|Graphic: Sarah Cohen https://prezi.com/|
SMRs are said to offer a corrective to the general direction of travel of 'conventional' nuclear plant development costs which, tracking EDF's ridiculous activities across Europe, are headed for the strato-sphere. The first point about SMRs is, you build lots of 'em in proper factories, instead of one-offs in some remote and soggy field a long way from where engineers and manufacturing resources actually live. So you get economies of scale & experience.
Post Piper Alpha (as I have written about more than once), pre-fabricated modular onshore construction revolutionised the costs of offshore oil & gas development - in the highly-desirable 'downwards' direction; it being even dafter to build stuff offshore than it is in a remote & soggy field.
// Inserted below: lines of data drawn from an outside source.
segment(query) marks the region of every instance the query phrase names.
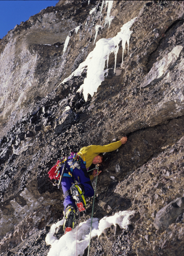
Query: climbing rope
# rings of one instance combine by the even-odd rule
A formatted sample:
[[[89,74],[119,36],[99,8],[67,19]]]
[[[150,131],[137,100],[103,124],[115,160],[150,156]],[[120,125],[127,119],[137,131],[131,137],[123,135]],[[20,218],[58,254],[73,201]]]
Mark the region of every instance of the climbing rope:
[[[96,188],[97,188],[97,178],[98,177],[98,167],[96,165],[96,168],[94,169],[97,169],[97,178],[96,179],[96,184],[95,184],[95,188],[94,189],[94,197],[93,198],[93,208],[92,208],[92,212],[91,214],[91,225],[90,227],[90,239],[89,241],[89,246],[88,246],[88,252],[87,253],[87,256],[89,256],[90,253],[90,242],[91,240],[91,230],[92,230],[92,221],[93,221],[93,210],[94,209],[94,199],[95,198],[95,192],[96,192]],[[90,170],[91,171],[91,170]]]

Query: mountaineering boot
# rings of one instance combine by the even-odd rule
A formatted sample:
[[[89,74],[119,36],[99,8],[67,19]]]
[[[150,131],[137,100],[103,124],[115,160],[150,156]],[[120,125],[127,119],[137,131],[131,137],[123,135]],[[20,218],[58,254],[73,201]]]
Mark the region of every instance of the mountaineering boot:
[[[75,210],[72,205],[69,205],[65,210],[64,214],[65,221],[63,229],[65,234],[74,228],[75,219]]]
[[[76,204],[79,211],[85,211],[86,201],[83,194],[84,190],[78,184],[73,184],[70,189],[72,198],[76,201]]]

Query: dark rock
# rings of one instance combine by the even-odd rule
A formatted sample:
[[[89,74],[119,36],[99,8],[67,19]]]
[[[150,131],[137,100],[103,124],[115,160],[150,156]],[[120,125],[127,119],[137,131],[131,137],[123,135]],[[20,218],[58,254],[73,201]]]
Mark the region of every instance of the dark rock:
[[[31,131],[28,131],[25,133],[25,137],[27,138],[31,138],[34,136],[34,134]]]
[[[54,131],[56,133],[64,132],[68,127],[70,127],[75,118],[72,110],[70,109],[63,113],[56,120],[54,125]]]
[[[169,203],[156,214],[153,223],[155,227],[157,230],[165,230],[184,211],[184,198],[177,198]]]
[[[41,131],[41,126],[36,126],[34,127],[34,130],[35,132]]]
[[[24,140],[25,139],[25,133],[22,133],[20,134],[19,134],[18,137],[20,139],[20,141]]]

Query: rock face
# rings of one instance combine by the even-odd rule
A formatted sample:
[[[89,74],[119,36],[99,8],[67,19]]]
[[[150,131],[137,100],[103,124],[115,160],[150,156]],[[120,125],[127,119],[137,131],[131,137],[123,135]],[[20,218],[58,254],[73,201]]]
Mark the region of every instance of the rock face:
[[[47,255],[63,210],[48,172],[125,135],[104,154],[94,216],[135,214],[94,238],[90,255],[183,254],[184,2],[112,2],[59,1],[0,40],[0,256]],[[99,42],[109,51],[95,55],[98,85],[83,91]]]

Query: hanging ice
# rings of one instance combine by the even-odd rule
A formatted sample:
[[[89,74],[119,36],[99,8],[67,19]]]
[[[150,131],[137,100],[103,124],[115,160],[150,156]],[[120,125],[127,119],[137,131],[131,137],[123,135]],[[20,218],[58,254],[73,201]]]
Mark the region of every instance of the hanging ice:
[[[107,16],[105,19],[105,26],[109,24],[109,28],[110,26],[111,21],[114,19],[114,17],[111,16],[110,15],[110,11],[111,10],[112,7],[112,4],[113,1],[109,0],[109,1],[106,1],[106,6],[107,2],[108,3],[108,8],[107,9]]]
[[[69,41],[70,40],[70,37],[69,36],[68,36],[66,38],[66,40],[65,40],[65,45],[64,45],[64,49],[63,49],[63,54],[62,56],[65,54],[65,51],[66,50],[66,48],[67,48],[68,45],[69,44]]]
[[[98,29],[99,28],[101,28],[102,29],[103,28],[103,26],[101,26],[100,25],[97,25],[96,26],[95,26],[96,33],[95,33],[95,36],[94,37],[94,43],[93,44],[94,45],[94,43],[95,42],[96,39],[97,39],[97,37],[98,35]]]
[[[100,39],[96,44],[94,50],[90,52],[86,60],[81,63],[78,68],[75,70],[68,78],[65,78],[62,82],[64,83],[75,76],[80,75],[84,68],[87,69],[87,76],[84,81],[84,84],[81,86],[78,91],[83,89],[83,94],[85,100],[87,99],[87,94],[90,94],[93,96],[94,92],[101,84],[101,83],[104,81],[104,74],[107,70],[104,70],[106,61],[108,64],[109,56],[112,52],[115,55],[115,65],[114,71],[115,70],[116,58],[119,49],[119,44],[122,41],[122,47],[123,53],[125,49],[125,44],[128,45],[128,51],[129,40],[131,34],[133,31],[130,30],[130,28],[134,22],[136,18],[133,19],[125,24],[121,29],[121,31],[117,35],[112,38]],[[123,62],[123,59],[122,62]]]
[[[92,9],[91,11],[90,11],[90,14],[92,14],[92,13],[93,13],[94,12],[94,11],[96,10],[96,9],[97,9],[96,7],[95,7],[93,9]]]
[[[79,29],[80,29],[80,27],[81,26],[81,25],[78,26],[78,27],[77,27],[76,28],[75,28],[75,29],[74,29],[75,31],[75,33],[76,33],[76,34],[77,34],[77,32],[78,32]]]
[[[101,6],[100,14],[101,14],[101,13],[102,13],[102,9],[103,9],[103,3],[104,3],[104,0],[103,0],[102,1],[102,6]]]

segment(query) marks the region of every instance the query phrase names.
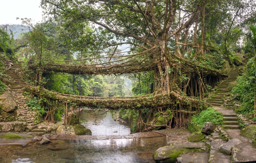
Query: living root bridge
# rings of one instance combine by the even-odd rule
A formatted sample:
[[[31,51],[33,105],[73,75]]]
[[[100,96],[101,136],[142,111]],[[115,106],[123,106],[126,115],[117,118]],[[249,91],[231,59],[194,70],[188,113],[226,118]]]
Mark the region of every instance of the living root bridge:
[[[38,65],[33,64],[28,65],[29,69],[36,70]],[[153,63],[138,62],[136,63],[127,63],[116,64],[111,66],[104,66],[82,64],[77,64],[66,63],[48,63],[44,65],[44,71],[53,71],[55,72],[66,72],[71,74],[88,75],[121,75],[140,72],[148,71],[154,70]]]
[[[177,105],[178,101],[179,105],[190,108],[204,108],[209,105],[204,101],[183,96],[173,92],[171,93],[171,95],[152,93],[132,97],[101,97],[63,94],[31,86],[26,87],[26,90],[40,97],[59,102],[64,104],[68,102],[77,107],[91,108],[139,109],[145,107],[164,108],[173,107]]]

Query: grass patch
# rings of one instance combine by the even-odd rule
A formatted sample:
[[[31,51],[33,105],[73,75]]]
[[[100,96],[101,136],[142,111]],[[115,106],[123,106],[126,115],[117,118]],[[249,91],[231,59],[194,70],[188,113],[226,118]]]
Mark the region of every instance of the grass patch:
[[[204,139],[204,134],[201,132],[194,132],[188,137],[188,141],[190,142],[200,142]]]
[[[22,137],[19,135],[15,134],[9,134],[4,135],[0,135],[0,138],[4,139],[20,139]]]
[[[188,129],[191,132],[201,132],[205,122],[210,122],[215,125],[223,124],[222,114],[212,107],[208,107],[199,115],[193,116]]]

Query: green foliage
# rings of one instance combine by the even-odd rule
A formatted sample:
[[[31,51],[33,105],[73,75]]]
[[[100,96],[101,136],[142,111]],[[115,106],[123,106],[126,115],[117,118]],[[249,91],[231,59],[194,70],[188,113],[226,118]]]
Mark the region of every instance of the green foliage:
[[[223,54],[212,52],[205,54],[200,61],[199,65],[210,69],[220,69],[225,62]]]
[[[29,109],[38,112],[40,113],[40,116],[42,116],[45,113],[45,111],[44,107],[41,106],[40,103],[40,101],[38,100],[38,98],[36,97],[31,98],[28,101],[26,102]]]
[[[205,122],[210,122],[215,125],[223,124],[222,114],[212,107],[208,107],[199,115],[193,116],[188,129],[191,132],[201,132]]]
[[[204,136],[201,132],[193,132],[188,137],[188,141],[190,142],[200,142],[204,138]]]
[[[253,112],[254,100],[254,58],[249,59],[243,75],[239,77],[237,84],[231,92],[234,94],[238,93],[238,98],[241,102],[241,106],[236,111],[239,114],[248,115]]]
[[[6,87],[5,84],[0,80],[0,94],[4,92]]]

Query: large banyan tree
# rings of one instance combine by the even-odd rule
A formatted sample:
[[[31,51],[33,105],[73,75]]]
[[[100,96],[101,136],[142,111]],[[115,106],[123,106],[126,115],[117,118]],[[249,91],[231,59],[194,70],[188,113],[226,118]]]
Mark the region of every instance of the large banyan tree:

So the concept has a very encouraging precedent.
Secondly, SMRs being small and (so we are invited to believe) jolly safe, you site them near centres of population where the power is actually needed (unlike certain types of 'renewable' power plants we could all mention) - another big advantage. Then you can run district heating off them, making use of the epic amounts of otherwise-waste heat that issues forth from nuclear power generation: yet another big advantage.
The rather worthy Energy Technlogies Institute has done a lot of work on this, and concludes there are approx 50 towns in England & Wales (but not Scotland, hoho! - the SNP won't play) that could benefit from one or more SMRs.
But they ain't saying which towns these are! The government wouldn't like premature publication ...
So - come on, you thorium and molten salt enthusiasts! BTW, on the subject of Hinkley did you know that EDF have given a name to the radioactive turd? It's Zingy? Seriously! Who said the frogs have no sense of humour?